Bengkulu (Antaranews Bengkulu) - Kepala Dinas Tenaga Kerja dan Transmigrasi Provinsi Bengkulu Sudoto mengatakan akan menurunkan tim untuk memantau kondisi pekerja pemilah batu bara di area penumpukan (stockpile) di Pelabuhan Pulau Baai, Kota Bengkulu.

"Tim akan turun ke lapangan untuk menindaklanjuti laporan dan usulan dari anggota Aliansi Tolak Paru Hitam," kata Sudoto di Bengkulu, Kamis.

Saat bertemu anggota Aliansi Tolak Paru Hitam di Kantor Gubernur Bengkulu, Sudoto mengatakan keselamatan kerja dijamin dalam peraturan perundang-undangan, termasuk alat pelindung diri yang harus digunakan oleh setiap pekerja harus sesuai dengan standar yang ditetapkan pemerintah.

Dalam waktu dekat lanjut dia, Disnakertrans akan menggelar bulan keselamatan kerja yang akan disandingkan dengan pemberian masker bagi buruh pemilah batu bara di Pulau Baai.

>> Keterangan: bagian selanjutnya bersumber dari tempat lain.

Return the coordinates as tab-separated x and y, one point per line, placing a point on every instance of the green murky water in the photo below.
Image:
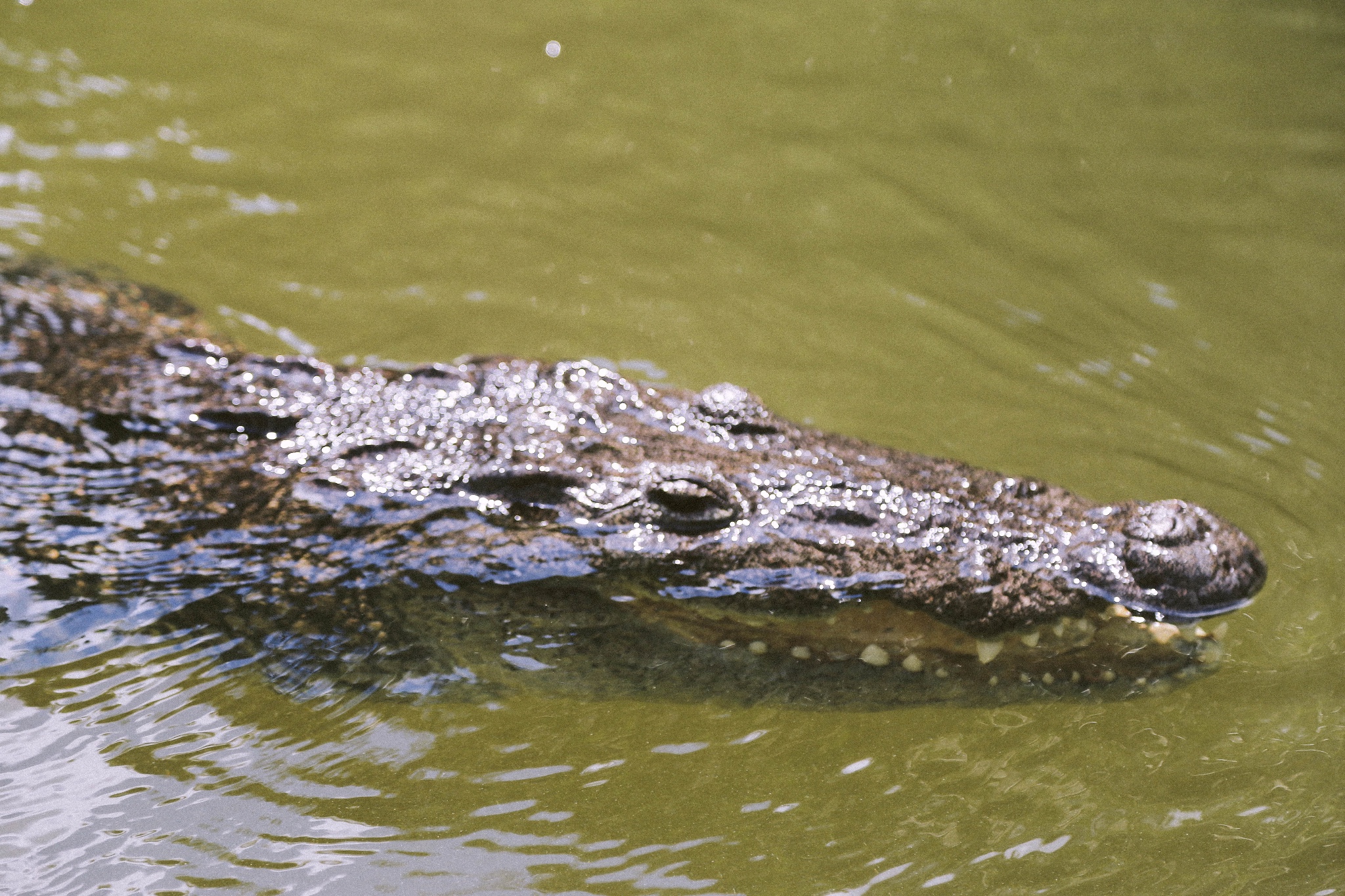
1094	242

Sebelumnya, Koordinator Aliansi Tolak Paru Hitam Bengkulu Feni Oktavera mengatakan keselamatan para pekerja itu sangat mengkhawatirkan terutama dari sisi kesehatan.

Dalam jangka waktu yang lama, pekerja yang menghirup debu batu bara rawan terkena penyakit pneumoconiosis atau paru-paru hitam.

"Ada 150 perempuan yang bekerja memilah batu bara di kawasan Pelabuhan Pulau Baai yang setiap hari menghirup debu batu bara," kata Feni.

Para pekerja itu hanya menggunakan alat pelengkap diri sederhana yang jauh dari mampu membendung debu masuk ke mulut dan hidung.

Karena itu, anggota aliansi mendesak pemerintah untuk membuat kebijakan yang mewajibkan perusahaan pemilik stockpile menyediakan alat pelindung diri yang standar.

Selain bahaya batu bara yang terhirup langsung oleh pekerja di stockpile, Aliansi Tolak Paru Hitam juga mengkampanyekan penghentian pemakaian energi kotor batu bara sebagai sumber energi listrik.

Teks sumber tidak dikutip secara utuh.